The relationship between difficulty of guessing/predicting an unknown random variable $X$ and entropy (or entropies) is quite a delicate one, and depends on the assumptions about the attack scenario. In particular, the direct use of Shannon entropy can give misleading results.

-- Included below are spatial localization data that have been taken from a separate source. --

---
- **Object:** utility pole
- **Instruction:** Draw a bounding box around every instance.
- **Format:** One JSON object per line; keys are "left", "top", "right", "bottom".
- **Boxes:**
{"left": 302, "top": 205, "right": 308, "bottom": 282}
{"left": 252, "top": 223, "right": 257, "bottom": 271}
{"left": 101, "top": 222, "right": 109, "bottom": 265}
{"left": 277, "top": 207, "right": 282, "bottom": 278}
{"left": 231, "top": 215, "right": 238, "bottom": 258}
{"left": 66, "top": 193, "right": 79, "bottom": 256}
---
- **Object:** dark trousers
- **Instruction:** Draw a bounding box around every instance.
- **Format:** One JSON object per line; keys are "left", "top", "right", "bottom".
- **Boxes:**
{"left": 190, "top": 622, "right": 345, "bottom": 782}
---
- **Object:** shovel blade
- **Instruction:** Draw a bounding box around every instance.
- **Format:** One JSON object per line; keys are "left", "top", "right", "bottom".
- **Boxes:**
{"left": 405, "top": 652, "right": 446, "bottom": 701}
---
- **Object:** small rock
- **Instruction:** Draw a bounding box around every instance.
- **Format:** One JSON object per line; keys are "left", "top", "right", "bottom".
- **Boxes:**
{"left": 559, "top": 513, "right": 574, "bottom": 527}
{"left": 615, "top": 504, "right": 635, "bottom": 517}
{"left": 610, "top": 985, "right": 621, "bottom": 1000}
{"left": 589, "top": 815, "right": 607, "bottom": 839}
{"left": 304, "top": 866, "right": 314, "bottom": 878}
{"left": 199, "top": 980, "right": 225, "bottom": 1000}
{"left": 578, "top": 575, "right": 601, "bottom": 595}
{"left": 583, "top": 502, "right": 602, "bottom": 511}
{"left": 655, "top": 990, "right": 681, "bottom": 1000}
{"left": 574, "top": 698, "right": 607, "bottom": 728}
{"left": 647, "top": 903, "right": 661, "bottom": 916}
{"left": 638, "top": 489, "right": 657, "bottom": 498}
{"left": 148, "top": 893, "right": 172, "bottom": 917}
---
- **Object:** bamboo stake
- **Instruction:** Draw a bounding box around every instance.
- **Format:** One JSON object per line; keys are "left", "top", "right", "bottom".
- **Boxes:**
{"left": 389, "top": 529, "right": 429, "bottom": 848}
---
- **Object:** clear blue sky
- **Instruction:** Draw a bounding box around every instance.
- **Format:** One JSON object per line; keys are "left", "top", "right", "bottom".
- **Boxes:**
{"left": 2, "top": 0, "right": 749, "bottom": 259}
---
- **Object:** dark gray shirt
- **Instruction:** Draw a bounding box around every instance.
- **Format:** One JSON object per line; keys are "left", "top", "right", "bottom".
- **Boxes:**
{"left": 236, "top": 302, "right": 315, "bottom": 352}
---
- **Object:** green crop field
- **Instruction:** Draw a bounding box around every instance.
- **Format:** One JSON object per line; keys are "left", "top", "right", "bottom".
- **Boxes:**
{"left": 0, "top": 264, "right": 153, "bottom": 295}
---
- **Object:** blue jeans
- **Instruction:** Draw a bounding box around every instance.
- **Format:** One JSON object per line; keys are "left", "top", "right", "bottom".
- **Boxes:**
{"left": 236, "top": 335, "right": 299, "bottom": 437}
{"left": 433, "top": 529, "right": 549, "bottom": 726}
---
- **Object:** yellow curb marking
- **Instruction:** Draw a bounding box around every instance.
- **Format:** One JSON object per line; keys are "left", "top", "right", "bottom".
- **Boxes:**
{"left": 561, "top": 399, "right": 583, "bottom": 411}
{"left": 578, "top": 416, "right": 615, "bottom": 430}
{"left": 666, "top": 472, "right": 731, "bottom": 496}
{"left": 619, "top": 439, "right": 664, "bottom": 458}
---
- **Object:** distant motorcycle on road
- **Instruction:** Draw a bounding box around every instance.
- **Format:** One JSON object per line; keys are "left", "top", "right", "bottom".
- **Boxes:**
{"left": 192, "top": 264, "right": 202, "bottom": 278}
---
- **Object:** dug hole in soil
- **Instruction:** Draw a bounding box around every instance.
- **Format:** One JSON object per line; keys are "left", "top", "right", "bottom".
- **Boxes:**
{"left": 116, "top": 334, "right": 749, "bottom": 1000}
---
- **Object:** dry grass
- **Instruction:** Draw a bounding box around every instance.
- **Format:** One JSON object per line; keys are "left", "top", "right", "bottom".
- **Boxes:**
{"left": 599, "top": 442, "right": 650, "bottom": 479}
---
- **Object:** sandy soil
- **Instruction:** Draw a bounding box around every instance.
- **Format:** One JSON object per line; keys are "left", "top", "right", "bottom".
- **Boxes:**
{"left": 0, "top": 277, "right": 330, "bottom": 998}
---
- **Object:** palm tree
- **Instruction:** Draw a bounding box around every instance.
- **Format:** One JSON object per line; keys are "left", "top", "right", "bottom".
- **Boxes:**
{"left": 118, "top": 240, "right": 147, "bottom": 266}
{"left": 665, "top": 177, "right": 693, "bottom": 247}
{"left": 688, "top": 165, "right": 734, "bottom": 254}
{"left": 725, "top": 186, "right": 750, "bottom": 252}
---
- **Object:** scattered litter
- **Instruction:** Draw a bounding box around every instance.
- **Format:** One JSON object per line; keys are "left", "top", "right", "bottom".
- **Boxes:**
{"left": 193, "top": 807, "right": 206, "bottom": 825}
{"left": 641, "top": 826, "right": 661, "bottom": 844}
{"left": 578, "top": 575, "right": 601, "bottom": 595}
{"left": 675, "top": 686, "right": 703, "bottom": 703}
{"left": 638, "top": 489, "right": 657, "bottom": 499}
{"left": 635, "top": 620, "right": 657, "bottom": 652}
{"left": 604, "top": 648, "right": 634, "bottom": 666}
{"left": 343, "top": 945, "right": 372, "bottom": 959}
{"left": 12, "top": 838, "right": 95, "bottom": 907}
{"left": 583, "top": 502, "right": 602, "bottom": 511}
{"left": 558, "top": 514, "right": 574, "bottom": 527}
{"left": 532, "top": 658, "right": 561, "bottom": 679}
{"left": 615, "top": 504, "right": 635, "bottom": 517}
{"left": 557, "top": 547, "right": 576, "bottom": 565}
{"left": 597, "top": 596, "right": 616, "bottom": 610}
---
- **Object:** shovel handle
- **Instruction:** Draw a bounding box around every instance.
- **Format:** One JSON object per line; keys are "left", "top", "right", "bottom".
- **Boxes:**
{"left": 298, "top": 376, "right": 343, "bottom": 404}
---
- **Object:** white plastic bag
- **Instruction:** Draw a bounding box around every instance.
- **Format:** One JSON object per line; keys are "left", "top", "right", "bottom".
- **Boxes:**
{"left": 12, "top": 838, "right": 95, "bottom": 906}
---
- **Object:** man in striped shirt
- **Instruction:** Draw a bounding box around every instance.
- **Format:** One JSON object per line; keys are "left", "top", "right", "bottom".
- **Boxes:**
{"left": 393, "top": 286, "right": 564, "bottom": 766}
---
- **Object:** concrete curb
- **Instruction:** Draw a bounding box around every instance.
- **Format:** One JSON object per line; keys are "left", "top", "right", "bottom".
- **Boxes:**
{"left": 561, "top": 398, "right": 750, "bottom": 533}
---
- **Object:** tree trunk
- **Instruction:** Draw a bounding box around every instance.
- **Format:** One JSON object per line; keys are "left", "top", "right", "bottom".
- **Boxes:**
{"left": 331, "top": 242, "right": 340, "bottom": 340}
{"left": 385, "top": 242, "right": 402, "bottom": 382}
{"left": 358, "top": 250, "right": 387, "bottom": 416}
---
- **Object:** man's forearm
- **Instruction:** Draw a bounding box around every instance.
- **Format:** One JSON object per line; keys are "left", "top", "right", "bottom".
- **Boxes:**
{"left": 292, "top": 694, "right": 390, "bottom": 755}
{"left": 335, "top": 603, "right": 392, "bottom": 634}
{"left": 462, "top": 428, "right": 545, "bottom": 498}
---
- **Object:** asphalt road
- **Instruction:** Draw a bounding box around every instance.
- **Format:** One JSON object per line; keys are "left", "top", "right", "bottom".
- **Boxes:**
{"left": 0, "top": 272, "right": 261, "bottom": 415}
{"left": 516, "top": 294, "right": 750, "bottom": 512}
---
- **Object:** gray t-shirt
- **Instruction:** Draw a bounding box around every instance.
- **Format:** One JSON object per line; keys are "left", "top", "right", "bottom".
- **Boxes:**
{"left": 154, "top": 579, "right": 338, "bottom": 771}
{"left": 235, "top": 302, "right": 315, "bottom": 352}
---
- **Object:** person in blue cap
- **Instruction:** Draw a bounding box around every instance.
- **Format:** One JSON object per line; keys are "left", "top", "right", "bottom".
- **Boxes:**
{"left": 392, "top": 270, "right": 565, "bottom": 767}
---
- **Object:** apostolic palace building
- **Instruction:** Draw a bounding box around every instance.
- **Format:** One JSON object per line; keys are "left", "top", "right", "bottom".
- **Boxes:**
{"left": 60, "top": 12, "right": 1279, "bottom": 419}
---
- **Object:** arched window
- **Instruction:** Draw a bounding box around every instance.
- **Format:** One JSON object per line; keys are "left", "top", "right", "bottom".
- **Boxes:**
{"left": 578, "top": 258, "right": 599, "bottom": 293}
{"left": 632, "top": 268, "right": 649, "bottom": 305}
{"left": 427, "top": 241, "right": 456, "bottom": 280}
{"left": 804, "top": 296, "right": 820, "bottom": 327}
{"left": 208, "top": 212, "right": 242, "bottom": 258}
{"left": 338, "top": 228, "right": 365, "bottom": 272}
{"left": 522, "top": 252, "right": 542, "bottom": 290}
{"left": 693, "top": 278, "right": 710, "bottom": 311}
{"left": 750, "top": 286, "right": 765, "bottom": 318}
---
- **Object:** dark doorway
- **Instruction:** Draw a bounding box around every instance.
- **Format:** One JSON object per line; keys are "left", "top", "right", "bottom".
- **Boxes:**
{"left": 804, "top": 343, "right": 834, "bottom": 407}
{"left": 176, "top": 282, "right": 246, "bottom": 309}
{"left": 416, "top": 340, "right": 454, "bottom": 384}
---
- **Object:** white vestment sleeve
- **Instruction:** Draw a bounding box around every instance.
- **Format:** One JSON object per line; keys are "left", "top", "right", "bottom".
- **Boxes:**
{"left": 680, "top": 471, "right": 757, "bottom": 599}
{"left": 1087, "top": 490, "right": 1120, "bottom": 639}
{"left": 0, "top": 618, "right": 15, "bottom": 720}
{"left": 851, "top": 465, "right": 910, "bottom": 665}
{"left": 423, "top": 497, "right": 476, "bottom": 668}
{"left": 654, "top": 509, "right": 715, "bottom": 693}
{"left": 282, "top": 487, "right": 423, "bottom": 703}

It was shown by John Pliam (see preprint ) that if $X$ is a discrete random variable with $M$ points in its support $H(X)$ can be close to its maximum value $\log M$ while the probability of an optimal guessor discovering the actual value of $X$ in $k$ sequential questions is much less than $2^{H(X)}=M.$
Moreover, not only the expected number of guesses, but arbitary moments
of the number of guesses can be related to Renyi entropies of various order. Renyi entropies are a family of entropies $H_{\alpha}(X)$ with parameter $\alpha \in [0,1)\cup(1,\infty)$ which satisfy $$\lim_{\alpha \rightarrow 1}H_{\alpha}(X)=H(X),$$where $H(X)$ is the Shannon entropy of $X.$
One result on the expectation is that the expected number of guesses to
determine
a random variable $X$ (for the optimal guessing sequence) is
upperbounded by
$$2^{H_{1/2}(X)-1}$$
where $H_{1/2}(X)$ denotes the Renyi entropy of order $\alpha=1/2$ and is also called guessing entropy. Moreover, it is lowerbounded by (for all guessing sequences)
$$\frac{2^{H_{1/2}(X)}}{1 + \log M } \approx 2^{H_{1/2}(X)} / H_{max}(X)$$
where $H_{max}(X)$ is the maximum entropy $\log M$ in either the Renyi
or the Shannon case. Papers by J L Massey, Arikan, Boztas and others have followed this train of thought.